Anybody who watched all of Ted Cruz's far too long, rambling, overly flamboyant speech last nite would say that was his Howard Dean moment!
— Donald J. Trump (@realDonaldTrump) February 2, 2016
No, the Establishments Aren’t Scared…
This morning we all woke up to headlines like this:
Yeah… that’s not the case.
If anything, the Establishment from both parties are letting out a sigh of relief. People who think the political Establishment took a hit last night are looking at the results all wrong!
Marco Rubio – an Establishment candidate – polled well in Iowa coming in third only one delegate short of last night’s winner Ted Cruz (and TIED the number of delegates attained by Donald Trump). Not bad considering Establishment candidates like Rubio wrote-off Iowa thinking that both Trump and Cruz were going to have a stronghold on the state’s delegates. Basically with these results, Rubio took a good chunk of them, whereas Trump underperformed.
As for the Democrats, Bernie Sanders was going to do well in Iowa and New Hampshire.
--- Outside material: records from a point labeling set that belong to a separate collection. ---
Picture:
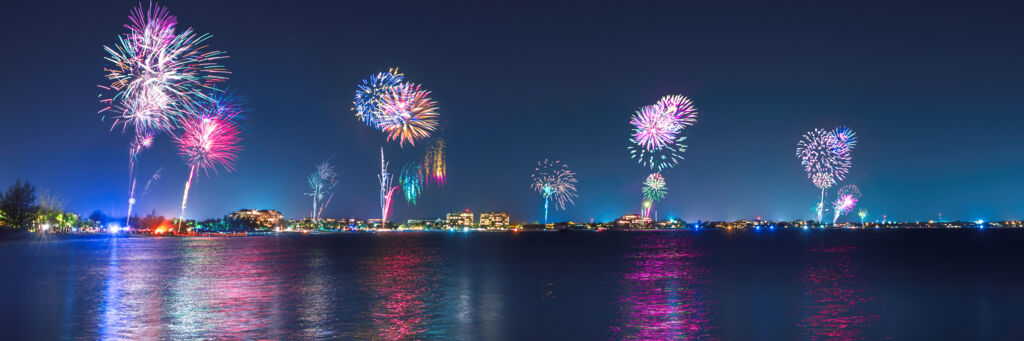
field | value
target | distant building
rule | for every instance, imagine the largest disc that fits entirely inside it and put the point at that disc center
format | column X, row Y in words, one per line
column 460, row 219
column 255, row 219
column 494, row 220
column 632, row 220
column 425, row 223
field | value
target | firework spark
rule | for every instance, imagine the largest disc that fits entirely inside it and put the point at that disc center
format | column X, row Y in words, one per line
column 823, row 166
column 848, row 197
column 680, row 108
column 554, row 180
column 154, row 178
column 142, row 140
column 846, row 139
column 434, row 168
column 369, row 96
column 822, row 180
column 386, row 189
column 156, row 74
column 656, row 139
column 207, row 142
column 322, row 181
column 412, row 181
column 408, row 114
column 653, row 189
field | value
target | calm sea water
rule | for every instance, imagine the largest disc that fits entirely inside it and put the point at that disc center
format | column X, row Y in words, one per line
column 728, row 285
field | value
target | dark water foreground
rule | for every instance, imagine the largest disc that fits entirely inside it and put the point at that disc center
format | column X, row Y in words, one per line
column 731, row 285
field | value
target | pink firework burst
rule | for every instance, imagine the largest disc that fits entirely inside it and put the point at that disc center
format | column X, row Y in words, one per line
column 209, row 142
column 653, row 128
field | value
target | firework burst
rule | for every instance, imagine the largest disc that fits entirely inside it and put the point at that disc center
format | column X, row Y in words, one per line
column 370, row 94
column 822, row 180
column 156, row 74
column 207, row 142
column 434, row 168
column 408, row 114
column 848, row 197
column 412, row 181
column 653, row 187
column 816, row 154
column 846, row 139
column 823, row 166
column 656, row 140
column 554, row 180
column 680, row 108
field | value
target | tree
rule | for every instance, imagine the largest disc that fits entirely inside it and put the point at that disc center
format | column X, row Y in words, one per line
column 18, row 205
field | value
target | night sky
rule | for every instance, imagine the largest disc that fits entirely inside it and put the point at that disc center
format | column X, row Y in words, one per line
column 933, row 90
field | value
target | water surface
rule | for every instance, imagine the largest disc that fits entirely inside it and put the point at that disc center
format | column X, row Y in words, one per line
column 728, row 285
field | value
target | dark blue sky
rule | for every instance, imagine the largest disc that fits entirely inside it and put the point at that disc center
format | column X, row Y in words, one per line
column 933, row 90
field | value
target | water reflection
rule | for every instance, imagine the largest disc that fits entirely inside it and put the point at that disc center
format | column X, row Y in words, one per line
column 403, row 283
column 665, row 291
column 837, row 303
column 130, row 303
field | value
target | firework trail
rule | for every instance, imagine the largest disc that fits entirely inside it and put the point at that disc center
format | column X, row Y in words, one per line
column 412, row 181
column 848, row 197
column 680, row 108
column 408, row 114
column 322, row 181
column 846, row 139
column 656, row 139
column 142, row 140
column 207, row 142
column 156, row 74
column 653, row 189
column 369, row 96
column 554, row 180
column 434, row 169
column 823, row 166
column 386, row 190
column 154, row 178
The question for the Sanders campaign has never been about white liberals or Millennials coming out and showing support (which fyi they came out in droves last night). It was whether his campaign can attract a fair number of minority voters. Iowa did not answer that question and neither will New Hampshire primaries next week. Sanders’ real test comes in the South Carolina primary, to see if he can attract enough minority blocs to win the most delegates of that state. Until then, this is the Clinton campaign sentiment of last night’s Iowa Caucus results.
Which are basically the sentiments today for both the Republican and Democratic Establishments. After a primary season that has been everything but predictable, last night showed that sanity could after all have a place in the 2016 primaries.